Outro importante marco para a Bioética, mas voltado para as práticas de profissionais de saúde, foi a criação, em 1974, nos Estados Unidos, da Comissão Nacional para a Proteção dos Interesses Humanos de Biomedicina e Pesquisa Comportamental (National Commission for the Protection of Human Subjects of Biomedical and Behavioral Research), que quatro anos mais tarde apresentou o Relatório Belmont, com os princípios éticos básicos que norteiam a experimentação com seres humanos - autonomia, beneficência e justiça.

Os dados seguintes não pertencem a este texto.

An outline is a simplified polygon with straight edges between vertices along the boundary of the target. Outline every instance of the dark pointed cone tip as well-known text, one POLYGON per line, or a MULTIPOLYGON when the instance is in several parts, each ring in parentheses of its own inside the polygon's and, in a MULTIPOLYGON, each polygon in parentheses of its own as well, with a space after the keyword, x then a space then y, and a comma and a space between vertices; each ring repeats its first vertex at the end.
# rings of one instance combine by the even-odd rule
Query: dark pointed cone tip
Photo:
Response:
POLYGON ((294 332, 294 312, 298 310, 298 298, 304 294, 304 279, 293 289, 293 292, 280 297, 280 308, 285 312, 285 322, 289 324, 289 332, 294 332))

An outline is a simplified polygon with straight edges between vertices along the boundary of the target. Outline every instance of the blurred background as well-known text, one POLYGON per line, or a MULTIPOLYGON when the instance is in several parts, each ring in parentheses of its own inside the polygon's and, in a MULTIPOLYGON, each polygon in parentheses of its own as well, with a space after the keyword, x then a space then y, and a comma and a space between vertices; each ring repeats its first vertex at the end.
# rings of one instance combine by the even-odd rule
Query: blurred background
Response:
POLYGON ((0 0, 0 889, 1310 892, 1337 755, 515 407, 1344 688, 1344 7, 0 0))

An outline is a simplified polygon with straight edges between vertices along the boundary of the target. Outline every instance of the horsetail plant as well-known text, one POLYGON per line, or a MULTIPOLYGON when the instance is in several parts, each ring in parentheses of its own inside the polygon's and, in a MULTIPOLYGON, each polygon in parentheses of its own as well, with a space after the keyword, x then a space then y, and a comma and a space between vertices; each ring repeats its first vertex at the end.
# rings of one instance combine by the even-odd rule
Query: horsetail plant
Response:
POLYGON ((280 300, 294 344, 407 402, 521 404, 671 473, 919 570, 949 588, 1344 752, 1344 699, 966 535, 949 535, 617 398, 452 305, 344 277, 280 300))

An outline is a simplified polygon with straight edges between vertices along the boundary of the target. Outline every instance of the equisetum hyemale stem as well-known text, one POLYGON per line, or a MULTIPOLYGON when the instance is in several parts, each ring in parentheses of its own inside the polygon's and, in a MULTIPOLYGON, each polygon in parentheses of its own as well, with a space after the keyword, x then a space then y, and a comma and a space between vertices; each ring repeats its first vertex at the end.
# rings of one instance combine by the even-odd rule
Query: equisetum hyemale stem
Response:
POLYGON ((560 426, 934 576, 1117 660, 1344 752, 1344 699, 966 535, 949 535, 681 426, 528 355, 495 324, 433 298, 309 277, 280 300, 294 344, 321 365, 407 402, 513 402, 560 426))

A Bioética é, portanto, a disciplina que estuda os aspectos éticos das práticas dos profissionais das Geociências, Ciências Biológicas, Ciências Humanas e Ciências da Saúde sobre os organismos vivos, humanos ou não humanos, e seus impactos sobre os ecossistemas. Avalia, pois, as interações entre os homens, entre estes e outros seres vivos, isto é, é a Ética em todas as suas implicações com a vida, de forma a garantir sua continuidade e a construir parâmetros de dignidade.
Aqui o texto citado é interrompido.